The game is also VERY bad at determining "safe."  Safe for the game might not be what you consider safe, or like i mentioned above, it might take the pawn into MORE immediate danger. 

jamaicancastle

Unfortunately the amount of work needed to successfully determine "safety" areas and flee towards them - while also fleeing away from threats - would be pretty hefty. Especially if you're treating colonists as potential safe areas, since they could move around while the fleeing is going on. (Two or more armed colonists fleeing at the same time could potentially get stuck in a very, very odd loop that I'm not sure of a simple logical way out of... aside from dying, obviously.)

Trying to judge "safety" on the fly is probably both too computationally expensive, and not precise enough, since different players - and different threats - have different ideas about safety. (For me, "anywhere in the home area" would work fine, but not for a person who uses the home area for large-scale firefighting. If you have a manhunter pack, "indoors" is great... but not if you have an infestation. You get the idea.)

Ultimately, the best way to protect your colonists is to draft them and have them move in the direction you want. The game will probably never be smart enough to automate that kind of decision-making, and I don't know if it necessarily should be.

gaf

I think you misunderstood. I'm not proposing to replace running away from danger by running towards "safety". I'm proposing to combine the two. In other words, instead of only picking a direction or new location to run towards based on it being the furthest away from the danger(s), it should also give a small weight (maybe 10-20%) to choosing locations/directions that bring it closer to safety.

The current model means a colonist will run in a straight line away from the danger that is chasing it. My proposal would result in a something more like a curve, where the colonists still runs away from the danger, but bends off and tries to loop back towards safety when possible.

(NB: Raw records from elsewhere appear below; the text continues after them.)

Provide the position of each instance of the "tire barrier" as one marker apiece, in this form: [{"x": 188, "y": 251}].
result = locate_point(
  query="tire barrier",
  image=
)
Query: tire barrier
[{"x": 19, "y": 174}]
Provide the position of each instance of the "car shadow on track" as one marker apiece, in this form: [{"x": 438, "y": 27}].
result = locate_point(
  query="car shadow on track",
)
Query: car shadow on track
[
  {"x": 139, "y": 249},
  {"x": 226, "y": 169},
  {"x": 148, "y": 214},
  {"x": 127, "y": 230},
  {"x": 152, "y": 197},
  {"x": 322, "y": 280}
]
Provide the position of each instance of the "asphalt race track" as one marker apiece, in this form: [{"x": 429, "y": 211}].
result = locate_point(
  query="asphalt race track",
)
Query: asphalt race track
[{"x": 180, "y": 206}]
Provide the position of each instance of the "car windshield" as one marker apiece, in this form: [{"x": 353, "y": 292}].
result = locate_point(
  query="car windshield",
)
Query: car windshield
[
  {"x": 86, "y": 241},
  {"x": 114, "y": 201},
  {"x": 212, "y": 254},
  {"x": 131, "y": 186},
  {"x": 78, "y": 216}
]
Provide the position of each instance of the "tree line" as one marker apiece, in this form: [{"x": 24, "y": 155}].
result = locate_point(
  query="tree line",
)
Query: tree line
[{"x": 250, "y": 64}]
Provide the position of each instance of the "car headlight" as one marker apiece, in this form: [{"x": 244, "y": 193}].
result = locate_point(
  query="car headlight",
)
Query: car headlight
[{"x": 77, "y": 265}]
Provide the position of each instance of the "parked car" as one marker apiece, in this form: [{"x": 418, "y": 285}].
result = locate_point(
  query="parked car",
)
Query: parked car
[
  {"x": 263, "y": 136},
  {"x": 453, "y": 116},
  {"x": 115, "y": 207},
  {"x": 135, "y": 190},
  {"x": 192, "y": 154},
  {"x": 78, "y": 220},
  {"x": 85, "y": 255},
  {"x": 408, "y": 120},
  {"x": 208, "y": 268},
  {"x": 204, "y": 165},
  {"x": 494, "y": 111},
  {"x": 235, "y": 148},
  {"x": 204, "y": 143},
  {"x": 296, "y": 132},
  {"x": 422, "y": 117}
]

As for what calculations are needed to guess at what is safe I'm not sure it would necessarily be so time-consuming. If you settle for something basic like the center of the home area, a gathering place or the colonists bedroom (when you're running away outside away from home) this is already well defined in the game and would require no new calculations. While such a basic target may not be the best place to run to when the colonist gets closer or is inside, it's probably good enough when the colonist is far away and this mechanism is used.